Climate change is in large part due to the rapid growth of our urban environments. It is affecting the way we work, play, move, produce, and consume – for better or for worse. According to a 2011 UN-HABITAT study, 70 percent of global greenhouse gas (GHG) emissions come from cities. Smart action to mitigate the effects of climate change will be required in order to avoid the worst possible consequences of global warming. We will require changes to the very nature of how we live.
Achieving changes of this magnitude will require persistence and technological innovation. At ENGIE, we have to look at the big picture: mitigation solutions of the low hanging fruit variety, such as LED street lighting and improvements to building energy efficiency without avoiding collectively asking ourselves difficult questions that don’t lend to smooth copy. Questions such as, “what are the ‘high-hanging fruits’ of climate change mitigation?” Taking it one step further, we should not be afraid to ask ourselves how to reach or grow fruits that don’t exist just yet.
I believe the answer to both of these questions lies in the centralization and holistic digitization of solutions.
Centralization will provide solutions on how to integrate different sources of energy at a local level. This will drive multi-fluid and multi-energy systems, in which smart grids play a key role. Furthermore, the gathering of data from different infrastructure on a single platform will pave the way to further symbiotic functioning of all infrastructure, leading to additional optimization in resource consumption, and to the emergence of totally new services that can be major drivers of efficiency improvements all over the world.

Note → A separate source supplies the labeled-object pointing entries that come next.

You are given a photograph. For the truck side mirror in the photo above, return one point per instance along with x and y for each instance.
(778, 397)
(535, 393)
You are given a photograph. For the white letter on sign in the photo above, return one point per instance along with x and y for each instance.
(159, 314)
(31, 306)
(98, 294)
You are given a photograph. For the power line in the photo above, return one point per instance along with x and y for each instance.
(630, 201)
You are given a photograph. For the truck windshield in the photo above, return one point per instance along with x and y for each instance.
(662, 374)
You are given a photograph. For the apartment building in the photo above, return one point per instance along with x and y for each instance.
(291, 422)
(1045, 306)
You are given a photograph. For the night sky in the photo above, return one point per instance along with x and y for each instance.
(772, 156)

Technology will be invaluable in the effort to mitigate climate change. However, considering the fact that climate change is a systemic issue, what is really needed is holistic and systemic standpoint. If we do not approach challenges holistically, improving air quality in a given neighborhood could worsen it in others. Promoting electric mobility could pose some serious issues in the steering of power grids. Individual air-conditioning systems cool the air in retirement homes but create heat island effect in the streets, therefore adding to heatwaves on outdoors. At ENGIE, we promote a holistic approach to leverage a wide portfolio of existing and coming solutions in the most efficient way, employing 3D modeling and simulation of entire urban areas as useful tools for urban planning, thus encompassing the complexity of systemic interactions.

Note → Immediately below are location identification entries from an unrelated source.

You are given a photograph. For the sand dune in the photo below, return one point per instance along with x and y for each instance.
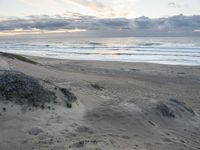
(118, 106)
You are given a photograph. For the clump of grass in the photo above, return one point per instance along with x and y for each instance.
(18, 57)
(97, 87)
(69, 95)
(21, 89)
(69, 105)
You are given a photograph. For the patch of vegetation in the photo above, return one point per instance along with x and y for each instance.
(97, 87)
(165, 111)
(69, 105)
(18, 57)
(21, 89)
(69, 95)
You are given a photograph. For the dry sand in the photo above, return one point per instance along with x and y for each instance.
(120, 106)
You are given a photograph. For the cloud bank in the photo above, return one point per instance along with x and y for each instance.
(179, 25)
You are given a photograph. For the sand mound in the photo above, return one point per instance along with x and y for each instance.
(174, 109)
(21, 89)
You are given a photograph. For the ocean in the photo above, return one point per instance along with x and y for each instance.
(161, 50)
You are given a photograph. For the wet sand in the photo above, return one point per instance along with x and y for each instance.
(119, 106)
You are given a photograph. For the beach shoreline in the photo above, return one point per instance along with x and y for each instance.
(120, 105)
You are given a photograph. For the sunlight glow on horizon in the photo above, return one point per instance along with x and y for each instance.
(38, 31)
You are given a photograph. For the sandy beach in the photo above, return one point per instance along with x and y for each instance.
(119, 106)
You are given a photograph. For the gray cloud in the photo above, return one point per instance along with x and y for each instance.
(179, 25)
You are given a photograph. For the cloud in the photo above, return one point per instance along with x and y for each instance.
(143, 26)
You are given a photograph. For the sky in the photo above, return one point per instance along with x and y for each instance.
(93, 16)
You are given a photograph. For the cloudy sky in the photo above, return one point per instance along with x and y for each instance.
(122, 17)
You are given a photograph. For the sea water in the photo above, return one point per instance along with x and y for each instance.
(161, 50)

Cities are both actors and entities that are acted upon. Urban environments are now at the center of climate change mitigation and adaptation. This Big Picture edition shares various initiatives and approaches that are -or hold the potential to – being replicated in cities all over the world. At ENGIE, we are proud to support cities in their efforts in finding and implementing those solutions. Better cities. Tomorrow. Today.